Another one (from '04)
(We have long been uncertain whether or not we should print this article, which we found in an old book. Our respect for St. Peter's see restrained us. But some pious men having convinced us that Pope Alexander VI had nothing in common with St. Peter, we at last decided to bring this little piece into the light, without scruple.)
One day Prince Pico dell Mirandola met Pope Alexander VI at the house of the courtesan Emilia, while Lucretia, the holy father's daughter, was in childbed. No one in Rome knew who the child's father was -the Pope, or his son the Duke of Valentinois, or Lucretia's husband, the Duke of Aragon, who was supposed to be impotent. The conversation was at first very sprightly. Cardinal Bembo records a part of it.
"Little Pic" said the Pope, "who do you think is my grandson's father?"
"Your son in law, I imagine" answered Pic.
"Eh! how can you believe such nonsense?"
"I believe it through faith."
"But don't you know that an impotent man cannot have children?"
"Faith consists," returned Pic, "in believing things because they are impossible. And besides, the honor of your house demands that Lucretia's son shall not be considered the fruit of incest. You make me believe even more incomprehensible mysteries. Do I not have to believe that a serpent spoke- since when all men have been damned- that Balaam's she-ass also spoke very eloquently, and that the walls of Jericho fell at the sound of trumpets?" Pic then ran through a litany of all the admirable things he believed.
Alexander collapsed with laughter on his sofa.
"I believe all that stuff, just as you do," he said, "for I know that only by faith can I be saved, and that I shall not be saved by my works"

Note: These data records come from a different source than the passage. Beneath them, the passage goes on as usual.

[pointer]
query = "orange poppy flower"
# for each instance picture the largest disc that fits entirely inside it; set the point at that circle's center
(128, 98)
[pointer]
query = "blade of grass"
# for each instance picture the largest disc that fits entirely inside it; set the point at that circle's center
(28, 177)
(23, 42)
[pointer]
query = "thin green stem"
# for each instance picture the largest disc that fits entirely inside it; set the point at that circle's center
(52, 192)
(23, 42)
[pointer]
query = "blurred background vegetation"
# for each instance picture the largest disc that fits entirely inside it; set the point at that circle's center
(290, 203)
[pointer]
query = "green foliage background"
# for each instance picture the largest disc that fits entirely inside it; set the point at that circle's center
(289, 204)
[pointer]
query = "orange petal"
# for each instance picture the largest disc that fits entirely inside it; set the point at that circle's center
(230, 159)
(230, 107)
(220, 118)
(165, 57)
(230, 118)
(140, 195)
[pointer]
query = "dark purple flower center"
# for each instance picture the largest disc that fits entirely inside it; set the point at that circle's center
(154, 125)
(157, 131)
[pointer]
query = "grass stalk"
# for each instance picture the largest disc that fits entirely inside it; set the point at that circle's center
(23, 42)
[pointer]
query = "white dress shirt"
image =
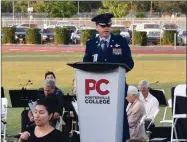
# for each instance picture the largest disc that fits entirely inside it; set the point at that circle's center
(151, 105)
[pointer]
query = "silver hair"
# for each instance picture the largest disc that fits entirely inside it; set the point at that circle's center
(143, 84)
(50, 83)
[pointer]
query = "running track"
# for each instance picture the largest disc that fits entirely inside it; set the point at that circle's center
(78, 48)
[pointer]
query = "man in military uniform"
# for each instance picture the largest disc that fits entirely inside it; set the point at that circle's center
(109, 48)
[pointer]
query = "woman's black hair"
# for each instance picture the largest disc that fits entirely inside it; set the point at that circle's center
(50, 103)
(48, 73)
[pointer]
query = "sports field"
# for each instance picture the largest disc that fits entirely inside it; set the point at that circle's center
(18, 67)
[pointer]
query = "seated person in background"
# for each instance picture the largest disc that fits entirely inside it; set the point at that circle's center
(51, 75)
(134, 114)
(49, 90)
(150, 102)
(44, 131)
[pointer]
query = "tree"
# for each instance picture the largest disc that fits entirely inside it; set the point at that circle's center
(60, 9)
(88, 6)
(6, 6)
(171, 7)
(119, 9)
(38, 6)
(21, 6)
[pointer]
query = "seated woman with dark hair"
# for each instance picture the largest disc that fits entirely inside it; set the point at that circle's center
(44, 131)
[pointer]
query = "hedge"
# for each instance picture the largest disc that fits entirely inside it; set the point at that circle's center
(140, 38)
(8, 35)
(33, 36)
(115, 32)
(61, 36)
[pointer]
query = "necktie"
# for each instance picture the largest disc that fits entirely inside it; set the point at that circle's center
(104, 45)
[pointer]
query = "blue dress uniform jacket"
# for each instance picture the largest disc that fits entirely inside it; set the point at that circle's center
(118, 51)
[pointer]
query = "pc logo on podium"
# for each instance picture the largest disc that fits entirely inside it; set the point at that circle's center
(101, 96)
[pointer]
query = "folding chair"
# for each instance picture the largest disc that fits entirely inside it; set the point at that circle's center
(180, 91)
(164, 120)
(153, 119)
(151, 122)
(4, 105)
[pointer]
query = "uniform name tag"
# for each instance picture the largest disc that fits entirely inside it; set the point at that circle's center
(117, 51)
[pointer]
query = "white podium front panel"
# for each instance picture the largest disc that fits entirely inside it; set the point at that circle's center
(100, 99)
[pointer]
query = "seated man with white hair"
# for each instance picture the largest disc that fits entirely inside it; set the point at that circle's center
(150, 102)
(135, 112)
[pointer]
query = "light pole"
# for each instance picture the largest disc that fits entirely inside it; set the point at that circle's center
(151, 9)
(13, 10)
(78, 7)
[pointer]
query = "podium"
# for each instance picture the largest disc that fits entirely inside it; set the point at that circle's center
(100, 89)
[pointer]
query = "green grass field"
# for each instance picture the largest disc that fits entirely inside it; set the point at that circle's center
(18, 67)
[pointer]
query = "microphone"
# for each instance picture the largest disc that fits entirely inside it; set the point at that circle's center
(153, 83)
(26, 84)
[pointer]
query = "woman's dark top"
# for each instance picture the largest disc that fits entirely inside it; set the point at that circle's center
(53, 136)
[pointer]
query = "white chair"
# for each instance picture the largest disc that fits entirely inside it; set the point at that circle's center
(180, 91)
(164, 120)
(4, 105)
(153, 119)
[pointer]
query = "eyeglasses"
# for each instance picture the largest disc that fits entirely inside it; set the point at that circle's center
(104, 25)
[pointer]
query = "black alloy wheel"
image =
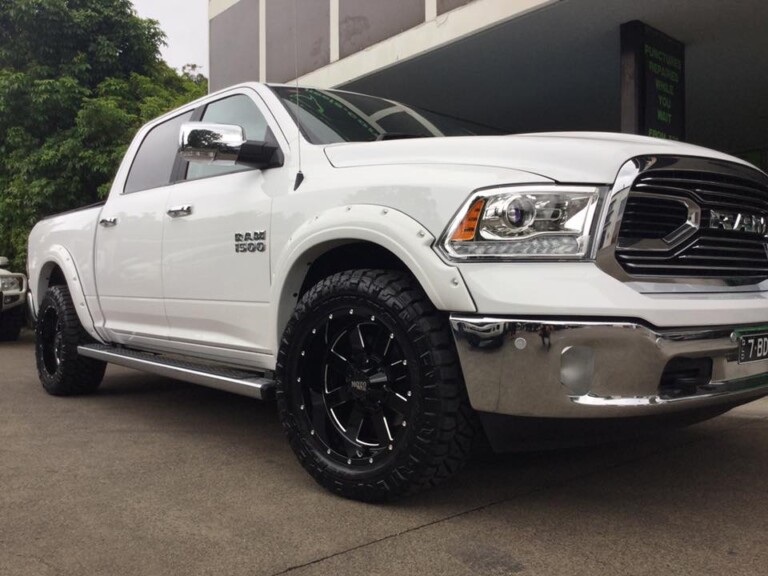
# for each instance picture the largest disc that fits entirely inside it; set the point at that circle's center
(369, 387)
(62, 371)
(358, 395)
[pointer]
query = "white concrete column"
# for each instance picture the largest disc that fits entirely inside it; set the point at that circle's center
(430, 10)
(216, 7)
(262, 40)
(335, 30)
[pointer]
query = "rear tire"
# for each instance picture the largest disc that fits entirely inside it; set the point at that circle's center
(62, 371)
(11, 323)
(369, 388)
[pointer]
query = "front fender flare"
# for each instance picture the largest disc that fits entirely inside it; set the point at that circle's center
(391, 229)
(59, 256)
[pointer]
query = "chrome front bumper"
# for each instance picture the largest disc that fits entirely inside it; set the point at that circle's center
(563, 369)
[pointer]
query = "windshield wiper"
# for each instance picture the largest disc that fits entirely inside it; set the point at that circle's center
(399, 136)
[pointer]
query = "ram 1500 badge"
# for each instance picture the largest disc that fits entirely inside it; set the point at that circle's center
(403, 282)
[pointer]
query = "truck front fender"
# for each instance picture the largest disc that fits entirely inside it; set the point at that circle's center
(58, 256)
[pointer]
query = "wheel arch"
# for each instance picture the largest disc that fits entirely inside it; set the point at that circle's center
(59, 269)
(362, 236)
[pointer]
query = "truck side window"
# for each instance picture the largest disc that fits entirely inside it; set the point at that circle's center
(153, 164)
(239, 110)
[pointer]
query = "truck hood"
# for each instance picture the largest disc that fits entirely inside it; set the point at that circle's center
(587, 157)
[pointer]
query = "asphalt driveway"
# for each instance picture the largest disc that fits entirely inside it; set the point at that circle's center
(155, 477)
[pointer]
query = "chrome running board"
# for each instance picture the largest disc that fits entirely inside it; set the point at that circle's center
(241, 382)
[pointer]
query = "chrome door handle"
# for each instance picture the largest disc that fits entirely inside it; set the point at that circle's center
(178, 211)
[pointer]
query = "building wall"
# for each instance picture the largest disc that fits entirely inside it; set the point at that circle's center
(254, 39)
(234, 48)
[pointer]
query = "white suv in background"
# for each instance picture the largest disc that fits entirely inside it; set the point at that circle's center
(13, 290)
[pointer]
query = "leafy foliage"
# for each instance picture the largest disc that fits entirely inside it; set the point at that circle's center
(77, 79)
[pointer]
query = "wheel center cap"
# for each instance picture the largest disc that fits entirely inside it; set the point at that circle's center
(359, 384)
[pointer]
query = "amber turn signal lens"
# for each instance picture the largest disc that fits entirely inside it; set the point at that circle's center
(468, 225)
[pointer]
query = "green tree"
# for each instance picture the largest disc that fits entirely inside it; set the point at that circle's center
(77, 79)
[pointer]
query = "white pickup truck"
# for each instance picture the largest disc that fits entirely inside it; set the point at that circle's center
(400, 291)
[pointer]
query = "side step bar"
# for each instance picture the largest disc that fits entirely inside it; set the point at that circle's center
(242, 382)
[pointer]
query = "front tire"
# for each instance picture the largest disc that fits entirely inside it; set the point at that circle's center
(62, 371)
(369, 387)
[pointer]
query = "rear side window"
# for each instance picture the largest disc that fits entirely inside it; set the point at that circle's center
(238, 110)
(153, 164)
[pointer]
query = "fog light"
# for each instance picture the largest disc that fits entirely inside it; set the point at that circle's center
(577, 368)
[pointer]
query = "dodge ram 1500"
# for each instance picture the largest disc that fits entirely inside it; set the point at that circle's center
(402, 282)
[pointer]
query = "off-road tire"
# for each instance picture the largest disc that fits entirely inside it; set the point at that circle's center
(11, 322)
(430, 443)
(62, 371)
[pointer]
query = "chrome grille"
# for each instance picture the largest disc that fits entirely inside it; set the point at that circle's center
(647, 244)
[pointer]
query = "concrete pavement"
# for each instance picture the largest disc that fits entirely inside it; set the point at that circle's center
(152, 477)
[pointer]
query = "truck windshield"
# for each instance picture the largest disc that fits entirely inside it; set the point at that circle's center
(330, 116)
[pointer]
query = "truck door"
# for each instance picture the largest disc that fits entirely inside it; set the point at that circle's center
(216, 242)
(129, 239)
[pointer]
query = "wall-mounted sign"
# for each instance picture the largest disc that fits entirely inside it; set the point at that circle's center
(652, 82)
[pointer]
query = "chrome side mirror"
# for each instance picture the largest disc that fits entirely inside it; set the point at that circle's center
(225, 145)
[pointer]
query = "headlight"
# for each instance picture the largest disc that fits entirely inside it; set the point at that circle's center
(11, 283)
(523, 222)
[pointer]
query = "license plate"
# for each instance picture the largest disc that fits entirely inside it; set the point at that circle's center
(753, 347)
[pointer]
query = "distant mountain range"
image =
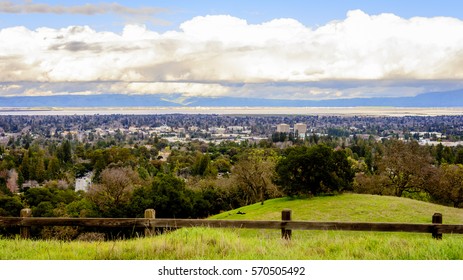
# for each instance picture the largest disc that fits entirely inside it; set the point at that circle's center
(434, 99)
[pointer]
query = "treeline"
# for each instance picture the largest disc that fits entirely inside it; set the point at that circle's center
(197, 179)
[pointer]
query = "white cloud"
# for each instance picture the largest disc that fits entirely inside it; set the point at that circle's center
(208, 55)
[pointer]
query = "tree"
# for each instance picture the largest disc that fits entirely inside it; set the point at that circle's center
(254, 173)
(314, 170)
(114, 190)
(449, 187)
(167, 195)
(406, 165)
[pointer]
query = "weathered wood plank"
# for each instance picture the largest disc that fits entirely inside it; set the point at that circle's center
(176, 223)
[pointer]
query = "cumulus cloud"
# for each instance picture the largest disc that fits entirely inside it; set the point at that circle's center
(223, 55)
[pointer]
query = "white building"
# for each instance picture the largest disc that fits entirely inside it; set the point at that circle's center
(84, 183)
(301, 128)
(284, 128)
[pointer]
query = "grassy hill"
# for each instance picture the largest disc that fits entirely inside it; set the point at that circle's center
(206, 243)
(348, 208)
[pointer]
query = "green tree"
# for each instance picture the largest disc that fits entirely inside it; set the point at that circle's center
(113, 192)
(314, 170)
(407, 167)
(253, 173)
(167, 195)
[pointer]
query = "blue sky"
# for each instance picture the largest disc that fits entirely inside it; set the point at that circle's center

"Ah! Holy Father," said Pic, "you have need of neither works nor faith. They are good for poor profane people like us, but you who are God's regent on earth can believe and do whatever you choose. You have the keys of heaven, and there is no chance of St. Peter shutting the door in your face. But for myself, who am only a poor prince, I admit that I should need potent protection if I had slept with my daughter, and if I had used the stiletto and the cantarella as often as your Holiness."
Alexander could take a joke. "Let us talk seriously," he said to Prince della Mirandola. "Tell me what merit one can have in telling God that one is persuaded of things of which in fact one cannot be persuaded? What pleasure can that give God? Between ourselves, saying that one believes what is impossible to believe is lying"
Pico della Mirandola made a great sign of the cross. "Eh! God the father!" he cried. "May your Holiness pardon me, but you are not a Christian"
"No, by my faith," said the Pope.
"I thought as much" said Pico della Mirandola.